Kakivik also views safety as of paramount importance and the company feels proud of its exemplary safety record.

“Safety is a huge part in our industry as well as our company here,” Hylen said. “We have a large emphasis on safety.”

On the basis that a happy work force is a safe and motivated work force, Kakivik sees employee morale as the foundation of its safety program.

“We actually put 25 cents of every billable man hour into a morale account,” Hylen said.

The company uses this account to pay for social events, for example. The company also gives out company attire and recognition awards.

The company’s safety training program emphasizes basic safety awareness, encouraging a mindset that thinks about safety.

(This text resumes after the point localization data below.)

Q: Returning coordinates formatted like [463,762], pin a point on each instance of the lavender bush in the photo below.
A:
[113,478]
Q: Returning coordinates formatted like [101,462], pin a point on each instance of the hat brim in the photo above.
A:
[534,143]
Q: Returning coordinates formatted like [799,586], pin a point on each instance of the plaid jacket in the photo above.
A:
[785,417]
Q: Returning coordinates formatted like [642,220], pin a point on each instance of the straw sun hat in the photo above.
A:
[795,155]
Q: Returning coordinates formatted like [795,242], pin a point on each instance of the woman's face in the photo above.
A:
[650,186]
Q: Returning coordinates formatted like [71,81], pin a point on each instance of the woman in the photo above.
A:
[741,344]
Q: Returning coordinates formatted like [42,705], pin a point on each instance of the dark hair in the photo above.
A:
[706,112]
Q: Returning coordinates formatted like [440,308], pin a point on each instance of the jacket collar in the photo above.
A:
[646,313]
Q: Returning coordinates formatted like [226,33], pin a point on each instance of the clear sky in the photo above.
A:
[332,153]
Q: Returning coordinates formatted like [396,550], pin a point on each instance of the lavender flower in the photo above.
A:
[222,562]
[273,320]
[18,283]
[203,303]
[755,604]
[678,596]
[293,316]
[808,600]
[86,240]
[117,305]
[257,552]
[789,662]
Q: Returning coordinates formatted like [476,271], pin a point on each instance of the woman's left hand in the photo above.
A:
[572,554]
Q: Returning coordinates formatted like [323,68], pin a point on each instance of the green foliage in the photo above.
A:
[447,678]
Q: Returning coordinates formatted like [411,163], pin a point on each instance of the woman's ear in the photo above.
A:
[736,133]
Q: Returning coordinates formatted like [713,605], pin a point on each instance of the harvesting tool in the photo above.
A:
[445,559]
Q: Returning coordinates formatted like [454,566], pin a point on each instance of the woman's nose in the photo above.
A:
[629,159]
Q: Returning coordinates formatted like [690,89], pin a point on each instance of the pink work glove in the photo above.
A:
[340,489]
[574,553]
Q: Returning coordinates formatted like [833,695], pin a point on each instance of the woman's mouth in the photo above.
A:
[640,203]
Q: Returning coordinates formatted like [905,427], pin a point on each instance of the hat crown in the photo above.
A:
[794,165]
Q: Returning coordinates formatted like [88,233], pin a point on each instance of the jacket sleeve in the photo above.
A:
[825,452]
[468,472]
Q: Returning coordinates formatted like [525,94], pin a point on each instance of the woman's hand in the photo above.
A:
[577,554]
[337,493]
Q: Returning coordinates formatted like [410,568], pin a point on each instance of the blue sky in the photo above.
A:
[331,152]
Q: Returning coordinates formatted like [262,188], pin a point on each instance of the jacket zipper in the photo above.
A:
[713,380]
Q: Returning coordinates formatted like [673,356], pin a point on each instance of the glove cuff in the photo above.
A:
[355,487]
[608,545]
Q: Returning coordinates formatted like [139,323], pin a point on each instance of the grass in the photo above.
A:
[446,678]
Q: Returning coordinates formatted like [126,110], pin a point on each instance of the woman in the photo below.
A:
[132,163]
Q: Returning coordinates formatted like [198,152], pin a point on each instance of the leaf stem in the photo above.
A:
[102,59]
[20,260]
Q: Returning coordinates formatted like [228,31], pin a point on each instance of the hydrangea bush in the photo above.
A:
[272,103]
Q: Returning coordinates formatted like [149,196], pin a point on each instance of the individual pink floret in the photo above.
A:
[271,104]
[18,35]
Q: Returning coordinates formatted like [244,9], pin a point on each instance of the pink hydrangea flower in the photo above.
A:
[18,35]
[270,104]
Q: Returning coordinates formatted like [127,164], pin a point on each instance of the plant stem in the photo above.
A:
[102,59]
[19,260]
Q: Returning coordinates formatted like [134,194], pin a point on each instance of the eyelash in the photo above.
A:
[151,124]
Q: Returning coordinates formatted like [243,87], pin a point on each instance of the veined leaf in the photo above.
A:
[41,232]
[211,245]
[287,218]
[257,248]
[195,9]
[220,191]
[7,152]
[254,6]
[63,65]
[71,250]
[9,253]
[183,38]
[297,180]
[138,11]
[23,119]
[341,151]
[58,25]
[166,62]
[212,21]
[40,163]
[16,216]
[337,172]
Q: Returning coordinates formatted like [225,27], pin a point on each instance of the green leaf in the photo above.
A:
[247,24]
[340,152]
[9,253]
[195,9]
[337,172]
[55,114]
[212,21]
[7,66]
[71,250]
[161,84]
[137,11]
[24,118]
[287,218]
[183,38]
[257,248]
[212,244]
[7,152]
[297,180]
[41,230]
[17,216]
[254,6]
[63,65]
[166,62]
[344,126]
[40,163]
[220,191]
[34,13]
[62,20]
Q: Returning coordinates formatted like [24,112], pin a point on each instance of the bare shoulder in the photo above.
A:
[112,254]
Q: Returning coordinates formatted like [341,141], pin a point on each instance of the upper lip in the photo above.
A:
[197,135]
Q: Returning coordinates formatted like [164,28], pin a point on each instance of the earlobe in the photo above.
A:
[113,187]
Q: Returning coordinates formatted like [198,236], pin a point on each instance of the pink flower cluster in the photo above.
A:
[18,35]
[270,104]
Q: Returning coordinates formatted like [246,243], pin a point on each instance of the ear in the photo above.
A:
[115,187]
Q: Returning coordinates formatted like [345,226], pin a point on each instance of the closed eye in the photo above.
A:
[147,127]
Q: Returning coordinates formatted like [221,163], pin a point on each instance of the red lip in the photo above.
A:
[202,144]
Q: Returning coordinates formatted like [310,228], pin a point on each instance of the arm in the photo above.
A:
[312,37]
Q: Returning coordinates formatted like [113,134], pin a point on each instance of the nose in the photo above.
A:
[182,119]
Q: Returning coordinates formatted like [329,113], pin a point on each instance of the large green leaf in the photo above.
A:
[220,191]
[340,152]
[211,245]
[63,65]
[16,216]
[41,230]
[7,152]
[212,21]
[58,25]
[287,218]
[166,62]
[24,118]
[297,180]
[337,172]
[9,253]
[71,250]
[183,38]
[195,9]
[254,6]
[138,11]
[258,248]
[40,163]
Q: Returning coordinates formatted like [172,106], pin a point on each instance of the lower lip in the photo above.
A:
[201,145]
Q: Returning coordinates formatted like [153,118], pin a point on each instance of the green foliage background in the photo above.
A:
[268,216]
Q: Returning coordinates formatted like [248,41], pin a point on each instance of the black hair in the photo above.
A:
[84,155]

“A lot of our programs are behavior-based safety programs ... we want (our employees) to change their thinking about how they do certain things,” Hylen said.

Training

Employee training underpins both the safety and the quality of Kakivik’s services. The company runs its own internal training program and maintains a training account to fund the work-related training that its employees require.

“We have an in-house trainer that coordinates it on a year-round basis — that goes a long way with our work force, because they’re eager to learn more,” Hylen said.

The company also believes in encouraging individuals to obtain multiple certifications.

“Multi-certified inspectors are of more value to a client ... they’re more valuable as an inspector if they can go out and do more than one inspection when they’re out at a job site,” Hylen said.

Kakivik also offers scholarship programs and training opportunities to attract Alaska Native people into the inspection and testing industry. Hylen sees real potential for people to learn skills that lead to full-time jobs — skills that can be applied anywhere in the world. It’s a long-term opportunity for people, he said.

Corporate values

Three core values underlie all of Kakivik’s programs and services: integrity of internal systems and customer assets; innovation in technology and procedures; and quality of results.

These values all depend on an enthusiastic and motivated work force.

“Kakivik is a very optimistic company,” Hylen said. “For a company to grow and move forward and succeed, you’ve got to have that.”

Editor’s note: Alan Bailey owns Badger Productions in Anchorage, Alaska.